Bildserie „Straßenszenen“ – © Knut HildebrandtDoch leider hatte ich dafür nicht die Zeit. Letztendlich waren wir nur drei, viel zu kurze, Tage in der Stadt. Das war aber nicht von Anfang an klar. Eigentlich haben wir hier nur fest gemacht, weil wir auf günstigere Winde warten mußten. Und diese ließen auf sich warten. Von Tag zu Tag wurde die Abfahrt zu meiner großen Freude weiter nach hinten verschoben. Leider sickerte diese Neuigkeit immer erst kurz vor der geplanten Abfahrt durch, sodaß es nicht leicht fiel einen Plan für die Erkundung der Stadt zu machen.
Umso glücklicher war ich, als es dann hieß, daß wir doch noch den halben Sonntag in Lissabon sein werden. Ich schnappte mir früh die Kamera, packte zwei Äpfel als Wegzehrung ein und stürmte zur Straßenbahn um mich von dieser ins Zentrum, zur Praca de Comércio bringen zu lassen. Von dort brach ich zu meiner Erkundungsreise in die verwinkelten Gassen von Alfama, über denen die alte Festung thront, auf.
Bildserie „Praca de Comércio“ – © Knut HildebrandtAnfangs folgte ich noch den sich den Berg hinauf schlängelnden Straßen. Doch schon bald nahm ich Abkürzungen durch verwinkelte Gassen und strebte über ausgetretene Steintreppen weiter meinem Ziel, dem Castelo de S. Jorge, entgegen. Stundenlang hätte ich so herum streifen können. Hinter jeder Ecke tauchte eine neue Überraschung auf. Mal war es ein Gesicht auf einer Mauer, aus dessen aufgerissenem Mund sich ein feiner Wasserstrahl in ein darunter befindende Steinbecken ergoß. An anderer Stelle forderte ein in die Hauswand eingelassenes Heiligenbild aus Keramik meine Aufmerksamkeit. Auf Schritt und Tritt gab es Dinge zu entdecken; überlebensgroße Graffiti, Blumenkübel aus denen mir Plastikblüten entgegen sprießten, Kuscheltieren die sich an Fensterscheiben schmiegten oder die Auslagen diverser interessanter Geschäfte. Zum Teil fühlte ich mich beim Anschauen dieser in lang vergangene Zeiten zurück versetzt.

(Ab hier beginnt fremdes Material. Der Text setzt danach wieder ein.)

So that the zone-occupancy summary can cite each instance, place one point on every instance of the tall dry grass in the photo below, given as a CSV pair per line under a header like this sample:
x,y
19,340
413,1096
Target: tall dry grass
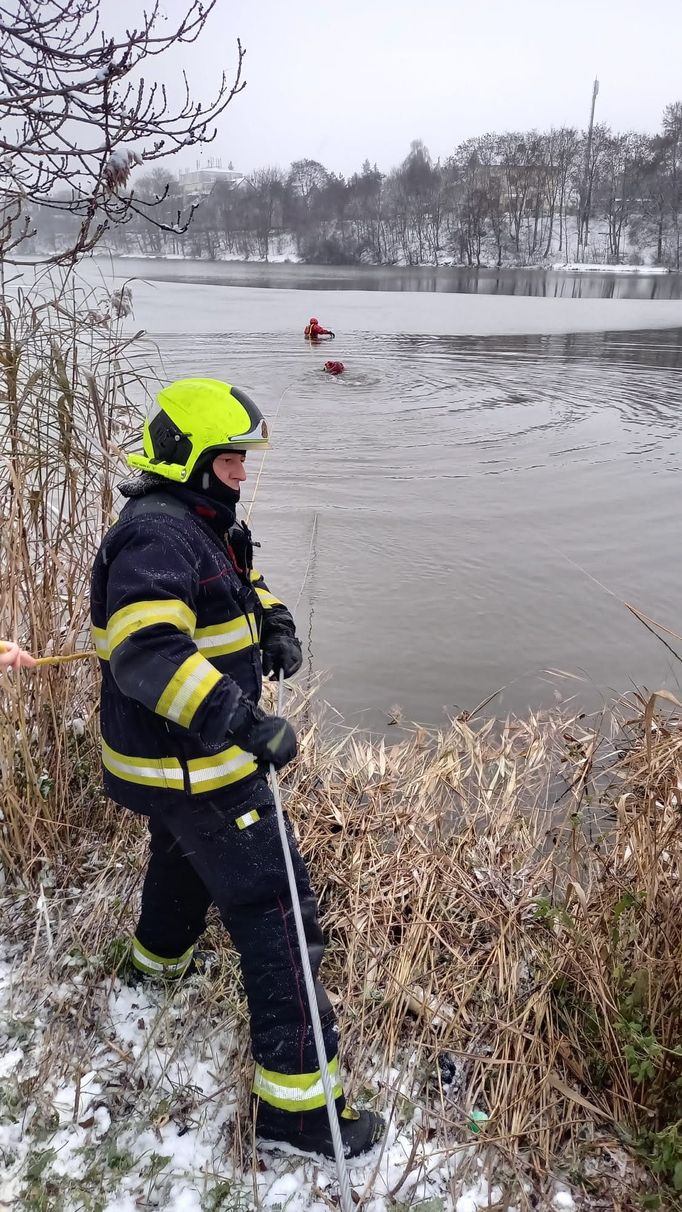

Ganz besonders faszinierten mich die alten Straßenbahnen. Auch diese schienen einem anderen Zeitalter entsprungen zu sein. Großzügig geschätzt würde ich sagen, daß sie hundert Jahre auf dem Buckel hatten. Und wenn nicht diese, dann aber bestimmt weit mehr als fünfzig. Auf jeden Fall hätten sie gut in die Sammlung eines jeden Museums für historische Verkehrsmittel gepaßt. Aber anstatt auf dem Museumsparcourt bedächtige Runden zu drehen, ratterten sie in Lissabon die steilen Hügel hinauf und schoben sich mit lautem Gekreisch um die Ecken der engen Straßen.
Bildserie „Straßenbahnen“ – © Knut HildebrandtEine ganz besondere Überraschung erwartete mich kurz bevor ich zurück zum Schiff eilen mußte. Mittlerweile machte sich der kleine Hunger bemerkbar und da ich die Lunchzeit auf dem Boot verpaßt hatte, schaute ich mich nach einem günstigem Platz zum Essen um. Vor einem kleinen Restaurant, das mir schon auf dem Weg zum Castelo ins Auge gefallen war, stand ein Pärchen und studierte die Karte. Etwas ungeduldig stand ich hinter ihnen und hoffte auch endlich einen Blick drauf werfen zu können. Fast wäre ich schon weiter gegangen, mir etwas anderes suchen, da drehten sich die beiden um und ein Aufschrei schallte durch die kleine Straße: „Knut, was machst Du denn hier?“ Vor mir standen Nadine und Thomas aka Kai-Uwe, zwei alte Freunde aus Berlin, die einen Tag zuvor für einen Kurzurlaub nach Portugal gekommen waren. Die Karte brauchte ich nun nicht mehr zu studieren. Wir sind gemeinsam in den Laden gegangen und haben ein unterhaltsames Mittagsmahl genossen.